STM32, Maple and Maple mini port to IDE 1.5.x

Ray, I agree it should be compatible with old code, I think that should be the 1st concern.
If we add a new DMA transfer function, with a new name such as SPI.DMATransfer (), it should not interfere at all with previous code that doesn't use it.

About the callback, I believe it should be easy to implement with the ISR.

I propose something like this:
1 TX SPI.DMATXTransfer (*char src, uint16_t n bytes, *callback pointer OR optional CS to toggle before return); any returned byte is dropped.

1 RX SPI.DMARXTransfer (*char dst, *char src OR byte (where byte is to be sent over and over for n times), uint16_t n bytes, *callback pointer OR optional CS to toggle before return);

Internally, it if the user pass a callback pointer, it sets the ISR to call that callback on interrupt, fires the transfer, returns right away and will notify with the callback. If the user instead pass a CS to toggle, it sets the ISR to call a callback defined within the library to toggle the pin for the user. If the CS is passed as a parameter, it does not return until transfer is over.

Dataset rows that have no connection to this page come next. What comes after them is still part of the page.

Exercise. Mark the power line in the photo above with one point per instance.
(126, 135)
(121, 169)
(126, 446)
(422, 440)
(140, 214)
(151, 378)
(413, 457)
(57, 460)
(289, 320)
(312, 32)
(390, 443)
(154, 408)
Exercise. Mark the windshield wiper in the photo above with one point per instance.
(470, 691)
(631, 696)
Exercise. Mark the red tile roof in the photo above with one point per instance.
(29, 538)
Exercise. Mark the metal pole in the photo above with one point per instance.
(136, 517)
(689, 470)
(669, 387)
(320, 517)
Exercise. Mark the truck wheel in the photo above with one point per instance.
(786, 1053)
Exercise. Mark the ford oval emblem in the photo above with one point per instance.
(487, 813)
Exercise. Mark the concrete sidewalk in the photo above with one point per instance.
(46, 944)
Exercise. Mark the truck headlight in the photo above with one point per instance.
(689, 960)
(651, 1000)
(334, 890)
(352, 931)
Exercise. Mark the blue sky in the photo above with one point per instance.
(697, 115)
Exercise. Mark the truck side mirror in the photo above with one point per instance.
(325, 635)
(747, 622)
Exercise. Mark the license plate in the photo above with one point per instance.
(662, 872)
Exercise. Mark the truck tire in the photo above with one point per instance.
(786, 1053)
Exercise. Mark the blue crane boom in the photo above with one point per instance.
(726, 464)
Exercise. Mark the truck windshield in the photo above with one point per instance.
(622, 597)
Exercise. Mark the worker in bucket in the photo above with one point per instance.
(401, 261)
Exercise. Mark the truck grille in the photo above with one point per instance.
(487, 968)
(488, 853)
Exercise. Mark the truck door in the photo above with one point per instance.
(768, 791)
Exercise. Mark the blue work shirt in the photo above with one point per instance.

My logic on that is, if the user does not need to do other stuff while the DMA is going on, it simplifies the use of the library, specially for new users. We can even remove the CS toggling from here altogether, and have the callback pointer as optional. If not passed as parameter, it will use it's own and block until complete transfer.
If the user wants to use the callback, then I think CS is better managed outside the DMATransfer function.

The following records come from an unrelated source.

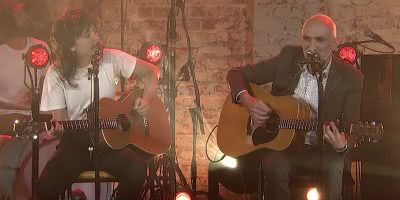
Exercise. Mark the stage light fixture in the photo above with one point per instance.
(313, 194)
(151, 52)
(348, 53)
(182, 196)
(37, 56)
(229, 162)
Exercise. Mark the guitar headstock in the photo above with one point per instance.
(368, 131)
(28, 130)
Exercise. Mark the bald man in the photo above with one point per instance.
(342, 86)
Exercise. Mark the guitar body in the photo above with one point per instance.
(7, 122)
(158, 138)
(232, 135)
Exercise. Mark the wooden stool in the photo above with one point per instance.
(89, 177)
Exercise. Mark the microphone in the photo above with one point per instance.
(377, 38)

Just for reference, this is how it is done in the SdFat and the ILI_due libraries right now. The structure is copied from how they had it set up in the due, it could be simplified more:
https://github.com/greiman/SdFat/blob/master/SdFat/SdSpiSTM32F1.cpp

One more note, why I want to pass 2 pointers to the RX function with a buffer to send?
Imagine you need to send 4 bytes with a command, and receive 512.
Instead of setting a 4 bytes DMATX, and then a 512 DMARX sending blanks, you could set up a 516 bytes transfer. In the TX buffer write your 4 commands at the start of the buffer and fill blank the rest. The receive buffer 516 bytes long too. Then you fire a RX that will transmit 4 bytes with your command, and receive 4 empty responses to those 4, and the 512 bytes that you were expecting. With a single DMA setup you sent the command and received the data.
Given that I think buffers should be setup once with their maximum size and just used over and over, I don't see a problem wasting a bit of memory. You can even setup multiple command, blanks n bytes, command, black n bytes if you know you will need to do those 2 transmissions in sequence in advance. If you don't want to use the feature, just send the commands by yourself, and set the RX to just send 00 or FF over and over, doesn't need a buffer to do that.